Однажды, оставшись дома один, я взял красный цветной карандаш и пошел в мамину спальню. Из двух больших окон, обрамленных синими занавесками, открывался красивый вид на город. У противоположной стены стоял белый гардероб, а белизну двух других стен не нарушало ничто. Это было скучно. Мне стало жалко маму. У меня на стене хотя бы висел портрет утенка Дональда.
Я сочинил забавную сказку, впрочем, я сочинил ее уже давно, но ничего не говорил маме. Это должно было стать для нее сюрпризом. Я взял красный карандаш и начал писать на белых обоях. Сперва мне пришлось встать на стул — мне нужна была вся стена, вернее, две стены. Через несколько часов я закончил свою работу. Я лег на мамину кровать и стал читать длинную сказку, которую написал на стене. Мне было чем гордиться. Теперь мама каждый вечер, лежа в постели, могла читать перед сном мою забавную историю. Я знал, что эта красивая история ей понравится, хотя бы потому, что я сочинил ее специально для мамы. Другое дело, если бы я придумал ее для себя или для папы, это было бы уже совсем не то. Но отец больше не жил с нами. Мне было три года, когда он ушел из дома.
Я долго лежал на кровати и ждал маму. Ждал с радостью и нетерпением. Я часто готовил ей маленькие сюрпризы, но это было нечто иное, это был огромный сюрприз.
Теперь, сидя в кресле самолета, летящего в Неаполь, я вспоминал звук отпираемого мамой замка в тот не похожий на все остальные день.
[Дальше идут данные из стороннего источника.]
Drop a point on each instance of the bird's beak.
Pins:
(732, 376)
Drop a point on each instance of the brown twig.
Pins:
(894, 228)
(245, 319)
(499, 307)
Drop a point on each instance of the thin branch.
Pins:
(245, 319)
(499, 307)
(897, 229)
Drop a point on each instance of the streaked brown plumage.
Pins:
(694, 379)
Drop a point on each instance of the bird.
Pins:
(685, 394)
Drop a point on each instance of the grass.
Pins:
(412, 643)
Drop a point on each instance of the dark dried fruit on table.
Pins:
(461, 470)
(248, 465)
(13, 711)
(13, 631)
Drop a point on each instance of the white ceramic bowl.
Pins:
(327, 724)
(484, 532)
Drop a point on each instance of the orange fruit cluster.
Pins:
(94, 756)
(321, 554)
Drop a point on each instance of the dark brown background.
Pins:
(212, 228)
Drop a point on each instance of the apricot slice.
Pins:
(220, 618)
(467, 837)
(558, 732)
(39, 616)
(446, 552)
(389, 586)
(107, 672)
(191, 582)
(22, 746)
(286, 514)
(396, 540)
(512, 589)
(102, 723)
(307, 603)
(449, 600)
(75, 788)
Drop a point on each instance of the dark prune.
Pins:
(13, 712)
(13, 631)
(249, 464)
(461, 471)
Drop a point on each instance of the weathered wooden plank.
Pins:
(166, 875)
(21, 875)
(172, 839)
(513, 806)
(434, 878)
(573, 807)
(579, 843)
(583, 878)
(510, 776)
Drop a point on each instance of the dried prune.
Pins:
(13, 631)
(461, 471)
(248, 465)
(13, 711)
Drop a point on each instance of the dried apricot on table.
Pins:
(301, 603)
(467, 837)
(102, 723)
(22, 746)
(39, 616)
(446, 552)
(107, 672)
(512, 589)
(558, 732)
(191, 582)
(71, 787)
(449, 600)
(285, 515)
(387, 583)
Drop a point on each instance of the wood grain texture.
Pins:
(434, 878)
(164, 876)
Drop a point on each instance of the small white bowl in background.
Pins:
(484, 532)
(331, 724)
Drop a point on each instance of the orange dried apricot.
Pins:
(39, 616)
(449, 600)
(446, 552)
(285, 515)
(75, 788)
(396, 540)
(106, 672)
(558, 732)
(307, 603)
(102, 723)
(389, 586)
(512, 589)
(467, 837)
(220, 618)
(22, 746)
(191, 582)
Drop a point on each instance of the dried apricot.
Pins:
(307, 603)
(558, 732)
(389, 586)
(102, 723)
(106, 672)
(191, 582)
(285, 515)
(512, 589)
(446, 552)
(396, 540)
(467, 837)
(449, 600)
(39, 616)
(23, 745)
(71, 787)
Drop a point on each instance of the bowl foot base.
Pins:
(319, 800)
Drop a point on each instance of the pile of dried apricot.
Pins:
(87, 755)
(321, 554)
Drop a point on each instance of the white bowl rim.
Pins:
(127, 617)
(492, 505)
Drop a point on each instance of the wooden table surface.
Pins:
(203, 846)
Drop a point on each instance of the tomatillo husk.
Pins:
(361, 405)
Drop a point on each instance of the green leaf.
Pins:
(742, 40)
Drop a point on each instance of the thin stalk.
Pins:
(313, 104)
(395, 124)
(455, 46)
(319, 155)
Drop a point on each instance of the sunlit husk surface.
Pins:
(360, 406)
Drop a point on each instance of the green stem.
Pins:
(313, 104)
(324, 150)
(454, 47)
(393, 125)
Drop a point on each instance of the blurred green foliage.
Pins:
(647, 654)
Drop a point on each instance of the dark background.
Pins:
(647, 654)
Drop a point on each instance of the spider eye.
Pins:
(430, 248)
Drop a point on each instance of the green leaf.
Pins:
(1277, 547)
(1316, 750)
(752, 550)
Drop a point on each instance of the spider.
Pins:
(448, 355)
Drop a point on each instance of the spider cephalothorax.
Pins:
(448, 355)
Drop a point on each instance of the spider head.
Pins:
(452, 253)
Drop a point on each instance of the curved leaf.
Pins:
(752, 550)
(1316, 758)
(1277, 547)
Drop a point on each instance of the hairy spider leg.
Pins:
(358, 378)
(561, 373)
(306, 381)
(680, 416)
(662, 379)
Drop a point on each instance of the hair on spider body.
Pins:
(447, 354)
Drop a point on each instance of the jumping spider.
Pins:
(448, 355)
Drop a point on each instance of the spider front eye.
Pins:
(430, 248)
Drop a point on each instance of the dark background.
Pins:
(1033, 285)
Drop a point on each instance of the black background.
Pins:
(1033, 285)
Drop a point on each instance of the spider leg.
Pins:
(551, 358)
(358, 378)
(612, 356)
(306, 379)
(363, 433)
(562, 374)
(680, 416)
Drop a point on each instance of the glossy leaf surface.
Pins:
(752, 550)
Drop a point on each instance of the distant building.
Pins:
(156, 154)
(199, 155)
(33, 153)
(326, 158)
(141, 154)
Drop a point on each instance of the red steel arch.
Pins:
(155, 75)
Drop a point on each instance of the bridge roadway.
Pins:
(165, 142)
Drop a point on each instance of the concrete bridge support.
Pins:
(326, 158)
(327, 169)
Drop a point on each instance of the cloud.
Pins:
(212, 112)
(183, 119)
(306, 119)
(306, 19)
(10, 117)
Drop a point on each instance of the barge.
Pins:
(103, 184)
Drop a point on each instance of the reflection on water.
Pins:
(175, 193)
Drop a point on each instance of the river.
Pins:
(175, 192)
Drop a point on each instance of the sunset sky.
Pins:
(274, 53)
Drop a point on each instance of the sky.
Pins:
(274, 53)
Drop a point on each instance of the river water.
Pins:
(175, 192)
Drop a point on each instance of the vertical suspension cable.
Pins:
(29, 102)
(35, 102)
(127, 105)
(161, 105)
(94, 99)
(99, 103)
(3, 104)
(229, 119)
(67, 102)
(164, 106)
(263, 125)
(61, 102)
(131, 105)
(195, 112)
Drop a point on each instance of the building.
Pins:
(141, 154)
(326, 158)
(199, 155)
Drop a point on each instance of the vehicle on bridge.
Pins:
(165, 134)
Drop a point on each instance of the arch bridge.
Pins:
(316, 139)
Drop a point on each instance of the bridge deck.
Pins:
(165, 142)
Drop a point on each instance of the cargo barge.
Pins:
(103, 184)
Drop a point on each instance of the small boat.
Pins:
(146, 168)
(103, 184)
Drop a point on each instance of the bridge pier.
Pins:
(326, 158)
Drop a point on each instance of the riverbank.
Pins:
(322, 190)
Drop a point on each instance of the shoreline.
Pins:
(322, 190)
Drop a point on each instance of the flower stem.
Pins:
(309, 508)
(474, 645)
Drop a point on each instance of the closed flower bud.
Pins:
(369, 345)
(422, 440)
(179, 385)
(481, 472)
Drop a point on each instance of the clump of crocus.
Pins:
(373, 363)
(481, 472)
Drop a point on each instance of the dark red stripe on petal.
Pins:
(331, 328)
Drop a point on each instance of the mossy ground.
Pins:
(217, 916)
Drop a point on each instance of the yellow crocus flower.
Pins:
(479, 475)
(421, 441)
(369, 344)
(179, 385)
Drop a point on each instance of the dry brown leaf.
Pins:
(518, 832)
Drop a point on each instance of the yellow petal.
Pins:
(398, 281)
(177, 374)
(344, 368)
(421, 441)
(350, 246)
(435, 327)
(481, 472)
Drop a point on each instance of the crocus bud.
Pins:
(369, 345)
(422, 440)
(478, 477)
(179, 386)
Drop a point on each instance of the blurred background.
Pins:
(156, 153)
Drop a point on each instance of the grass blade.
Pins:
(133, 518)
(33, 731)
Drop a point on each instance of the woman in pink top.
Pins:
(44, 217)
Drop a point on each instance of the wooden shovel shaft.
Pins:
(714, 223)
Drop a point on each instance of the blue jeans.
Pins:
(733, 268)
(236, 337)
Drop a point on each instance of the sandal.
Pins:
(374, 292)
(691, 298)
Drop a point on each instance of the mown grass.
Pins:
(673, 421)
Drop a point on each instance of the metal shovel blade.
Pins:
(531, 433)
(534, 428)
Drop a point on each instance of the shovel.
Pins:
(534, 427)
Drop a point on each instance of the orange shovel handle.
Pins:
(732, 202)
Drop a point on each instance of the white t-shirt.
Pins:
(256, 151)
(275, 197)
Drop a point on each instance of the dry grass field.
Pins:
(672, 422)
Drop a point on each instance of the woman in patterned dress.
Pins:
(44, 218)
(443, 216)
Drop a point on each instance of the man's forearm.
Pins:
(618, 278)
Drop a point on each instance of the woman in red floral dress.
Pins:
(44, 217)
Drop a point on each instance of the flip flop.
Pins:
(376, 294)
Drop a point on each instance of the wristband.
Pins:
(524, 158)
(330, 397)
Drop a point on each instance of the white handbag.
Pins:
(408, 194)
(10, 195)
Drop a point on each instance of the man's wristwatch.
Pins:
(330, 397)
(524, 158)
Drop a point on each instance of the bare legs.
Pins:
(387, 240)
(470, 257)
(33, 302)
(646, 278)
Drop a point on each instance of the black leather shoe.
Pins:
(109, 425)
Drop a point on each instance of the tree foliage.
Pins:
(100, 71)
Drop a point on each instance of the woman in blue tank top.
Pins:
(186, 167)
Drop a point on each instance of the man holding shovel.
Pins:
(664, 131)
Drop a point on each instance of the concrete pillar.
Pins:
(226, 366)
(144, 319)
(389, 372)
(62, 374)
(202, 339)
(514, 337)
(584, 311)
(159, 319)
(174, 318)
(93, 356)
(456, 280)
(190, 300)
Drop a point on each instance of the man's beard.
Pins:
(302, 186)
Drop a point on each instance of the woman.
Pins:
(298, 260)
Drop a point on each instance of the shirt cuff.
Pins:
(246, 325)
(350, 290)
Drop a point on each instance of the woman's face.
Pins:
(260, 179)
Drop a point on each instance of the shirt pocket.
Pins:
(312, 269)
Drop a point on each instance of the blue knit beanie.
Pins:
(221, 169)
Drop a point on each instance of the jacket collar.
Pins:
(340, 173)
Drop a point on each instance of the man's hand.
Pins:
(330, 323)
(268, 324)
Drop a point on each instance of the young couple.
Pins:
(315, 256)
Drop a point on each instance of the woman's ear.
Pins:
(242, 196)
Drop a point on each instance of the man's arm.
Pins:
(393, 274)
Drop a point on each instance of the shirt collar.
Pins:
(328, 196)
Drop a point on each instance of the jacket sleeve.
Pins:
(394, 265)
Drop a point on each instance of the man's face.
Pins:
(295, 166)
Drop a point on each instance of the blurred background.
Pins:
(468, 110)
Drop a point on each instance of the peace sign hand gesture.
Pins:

— Я здесь! — крикнул я ей. — Я здесь!
Мама пришла в бешенство. Это было настоящее безумие. Она рассердилась, даже не прочитав того, что я написал на стене. Она сдернула меня с кровати, швырнула на пол, надавала мне оплеух, потом вытащила в коридор и заперла в ванной. Я не плакал. Я вообще не произнес ни слова. Мне было слышно, как мама звонит отцу, как ругает и меня, и его. Она сказала, что отец должен прийти к нам и наклеить новые обои. Что он и сделал через несколько дней. После этого у нас еще долго пахло клеем. Это был позор.
Мама весь вечер не выпускала меня из ванной. Она пообедала, выпила кофе и прослушала первый и второй акт «Богемы». Мне она велела лечь спать. Я подчинился, не сказав ни слова. Несколько дней я с ней не разговаривал, но делал все, что она мне велела. Наконец она взмолилась, чтобы я снова стал с ней разговаривать. Тогда я сказал, что никогда больше не буду писать на стенах, и на бумаге тоже, вообще не буду писать, даже на туалетной бумаге. Я был очень упрямый, и в некотором смысле я свое слово сдержал. После того случая мама ни разу не видела ничего написанного мною, ни одной буквы. Я ни разу не разрешил ей заглянуть в мои школьные тетради. Иногда она беседовала об этом с учителями, но учителя были согласны со мной. Я так хорошо учусь и готовлю уроки, говорили они, что маме нет надобности проверять мои тетради. Иначе и быть не могло.
Не могу утверждать, что именно из-за того случая я не стал писателем, но рисовать я перестал из-за него, это точно. Какой смысл рисовать, если некому показывать свои рисунки? Помню, меня однажды поразила мысль, что если бы я когда-нибудь написал книгу и издал ее большим тиражом, то все равно не узнал бы, прочитала ее мама или нет. Но выступить с этим я не мог. Я выступил только один раз, в маминой спальне, с теми письменами на стене. Мама была навсегда лишена возможности зайти в книжный магазин и купить книгу с моим именем на переплете.